内容説明
During daylight hours, the city of Tokyo is the quintessential image of robotic conformity. But at night, it transforms into a "floating world" of escapism, as "all-work" salary men seek a place to play.Though fascinated by Japanese language and culture, American Lea Jacobson, had some difficulty conforming to Japan's rigidly structured society. When she was fired from her job as an English teacher, Lea found work as a nightclub hostess on Tokyo's Ginza strip, and transformed herself into a "Barbie doll" fantasy whose job it was to flatter, flirt and engage in mock- relationships with her middle-aged clients. A direct descendant of the geisha tradition, hostessing quickly became lucrative...and addictive.Her perceptions distorted by the alcohol she was paid to consume, her identity confused by the fake personalities she spun nightly, Jacobson began to lose herself in this fantasy culture. As she descended into self-abuse and alcoholism, she found that the seductive lifestyle she loved so much seemed impossible to escape.
From Publishers Weekly
What saves this youthful memoir from being a dreary litany of boozy nights spent entertaining drunken big-spenders at Tokyo clubs is American translator Jacobson's knowledge of Japanese culture and language.
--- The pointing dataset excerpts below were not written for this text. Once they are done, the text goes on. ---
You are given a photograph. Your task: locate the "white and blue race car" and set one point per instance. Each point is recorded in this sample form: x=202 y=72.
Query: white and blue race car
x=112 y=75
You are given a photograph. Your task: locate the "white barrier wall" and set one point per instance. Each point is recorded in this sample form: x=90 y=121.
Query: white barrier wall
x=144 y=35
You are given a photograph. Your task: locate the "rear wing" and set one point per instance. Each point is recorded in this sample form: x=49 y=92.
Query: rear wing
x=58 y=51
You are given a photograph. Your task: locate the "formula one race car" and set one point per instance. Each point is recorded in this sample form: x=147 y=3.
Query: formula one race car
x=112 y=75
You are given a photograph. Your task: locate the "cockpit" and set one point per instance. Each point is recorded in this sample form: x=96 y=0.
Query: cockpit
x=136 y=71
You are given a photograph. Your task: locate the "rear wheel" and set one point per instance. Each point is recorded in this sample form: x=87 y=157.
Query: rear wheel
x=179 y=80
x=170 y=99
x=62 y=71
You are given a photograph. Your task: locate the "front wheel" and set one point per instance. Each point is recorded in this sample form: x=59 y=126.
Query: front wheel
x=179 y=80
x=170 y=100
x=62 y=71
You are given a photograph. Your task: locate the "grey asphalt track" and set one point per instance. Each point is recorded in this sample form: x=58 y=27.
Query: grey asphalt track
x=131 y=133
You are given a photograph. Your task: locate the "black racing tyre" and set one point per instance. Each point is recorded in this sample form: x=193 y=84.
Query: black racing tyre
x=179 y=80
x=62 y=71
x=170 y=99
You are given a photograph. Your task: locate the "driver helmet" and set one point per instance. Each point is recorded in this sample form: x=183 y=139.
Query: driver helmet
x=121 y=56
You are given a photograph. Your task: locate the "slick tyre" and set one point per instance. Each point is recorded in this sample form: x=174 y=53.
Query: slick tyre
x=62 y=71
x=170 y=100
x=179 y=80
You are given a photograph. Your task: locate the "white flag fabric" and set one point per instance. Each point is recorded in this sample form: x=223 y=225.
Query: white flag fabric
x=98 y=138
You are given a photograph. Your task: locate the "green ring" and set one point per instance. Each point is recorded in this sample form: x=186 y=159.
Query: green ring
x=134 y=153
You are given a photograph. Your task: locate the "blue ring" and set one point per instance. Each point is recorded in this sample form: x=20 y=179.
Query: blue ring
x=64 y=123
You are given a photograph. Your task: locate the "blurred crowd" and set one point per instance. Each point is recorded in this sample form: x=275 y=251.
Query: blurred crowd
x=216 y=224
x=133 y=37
Having originally landed in Japan in 2003 after college at McGill to work as a kindergarten teacher, Jacobson was fired from her job at the Happy Learning English School in Yokosuka city because the psychiatrist she saw for anxiety revealed her condition in a letter to her employer. Outspoken about discrimination against women in Japanese society, fond of drinking and prone to eating disorders and self-cutting, Jacobson drifted among teaching jobs before settling into the more lucrative but taxing employment as a hostess at the Palace, on Tokyo's Ginza strip, where the reigning mama-san taught her the fine art of being a decorative bar flower who serves men drinks and light conversation without being touched. Jacobson soon found her job leaching into all aspects of her life, and the paid dates, drinking and partying prompted a destructive spiral of cutting and blacking out. Truly fascinated by Japanese mores, Jacobson nonetheless elevates her story with compelling digressions into
ukiyo (the floating world), geisha tradition and the Great Kanto earthquake of 1923, among other topics, for a candid version of cultural immersion.